- Born: 1959 (age 66–67)
- Occupations: TV news anchor and journalist
- Known for: news anchor for 7News Boston WHDH-TV
- Spouse: Scott A. Huff
- Children: Hayden, Walker, and Tatum
- Relatives: Alan Khazei (cousin)

= Kim Khazei =

American broadcast journalist

Kim Khazei is an American former news anchor for 7News Boston on WHDH-TV and its sister station WLVI-TV (CW56).

== Career ==
Kim Khazei began her TV career at KOMU-TV in Columbia, Missouri, then worked for four years at KQTV in Missouri as an evening anchor and reporter.

She became an evening news anchor for the NBC affiliates in Champaign, Illinois and later went to work at KOVR-TV in Sacramento, California as an anchor and reporter.

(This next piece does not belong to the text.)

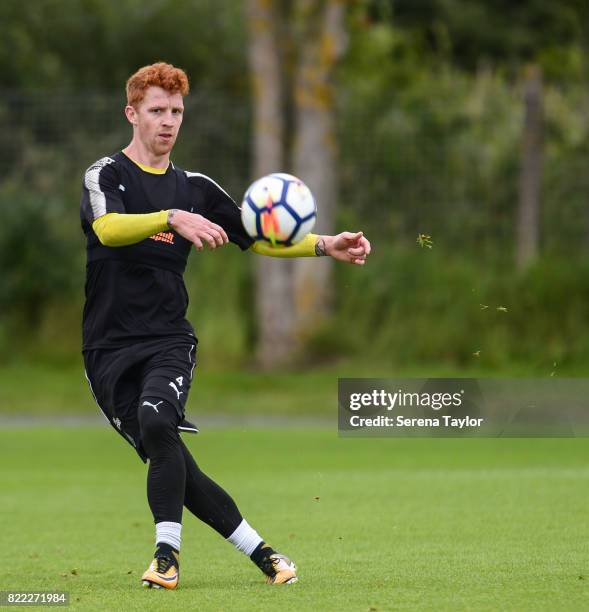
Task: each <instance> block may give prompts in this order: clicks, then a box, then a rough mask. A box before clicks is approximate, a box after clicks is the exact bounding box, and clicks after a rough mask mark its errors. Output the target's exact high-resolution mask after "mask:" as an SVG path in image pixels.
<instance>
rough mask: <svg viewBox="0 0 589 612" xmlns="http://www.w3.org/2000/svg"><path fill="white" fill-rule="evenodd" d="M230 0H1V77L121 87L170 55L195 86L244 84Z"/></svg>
mask: <svg viewBox="0 0 589 612" xmlns="http://www.w3.org/2000/svg"><path fill="white" fill-rule="evenodd" d="M245 35H246V32H245V29H244V28H243V27H242V20H241V6H240V4H239V3H234V2H221V3H219V2H193V1H192V0H163V1H162V0H117V1H116V2H112V1H111V2H103V1H102V0H30V1H29V2H27V10H26V11H25V10H23V5H22V3H21V2H18V0H4V1H3V2H1V3H0V37H1V38H2V41H3V44H2V45H1V46H0V74H1V75H2V77H1V81H0V83H1V84H2V86H3V87H11V88H26V89H31V90H38V89H44V90H47V89H53V90H63V89H67V90H70V91H71V90H76V89H78V88H91V89H111V90H112V89H116V90H121V89H122V87H123V86H124V83H125V81H126V79H127V78H128V76H129V75H130V74H131V73H132V72H134V71H135V70H137V68H139V67H140V66H143V65H145V64H151V63H153V62H155V61H158V60H163V61H168V62H171V63H174V64H176V65H178V66H181V67H182V68H184V69H185V70H188V71H189V74H190V75H191V78H192V81H193V86H196V87H199V88H200V87H207V88H210V87H211V85H213V86H215V87H221V88H224V89H232V90H233V91H234V92H239V91H243V90H244V89H246V86H247V71H246V69H245V56H244V54H243V53H242V50H243V47H244V45H245Z"/></svg>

Khazei came to Channel 7 in Boston, Massachusetts in January 1994 at the time when Sunbeam Television Corporation took over the station and introduced a "fast-paced, graphics-driven, and aggressive brand of local news" to the Boston market. She worked for the station's morning show and co-anchored the debut of WHDH's first 4 p.m. news.

After being on personal leave since July 2001, she resigned in September 2001 to dedicate her full-time to raise her children and be with her husband and family. In August 2007, she returned to her duties at WHDH-TV.

She left WHDH-TV on December 19, 2025 to be closer with her family.

== Personal life ==
Khazei is married to Scott A. Huff, a Bowling Green State University alumnus and a division manager for a medical technology company, and they have three children, Hayden (born 1994), Walker, and Tatum. They live in Winchester, Massachusetts.

She is also the cousin of Massachusetts social entrepreneur and politician, Alan Khazei.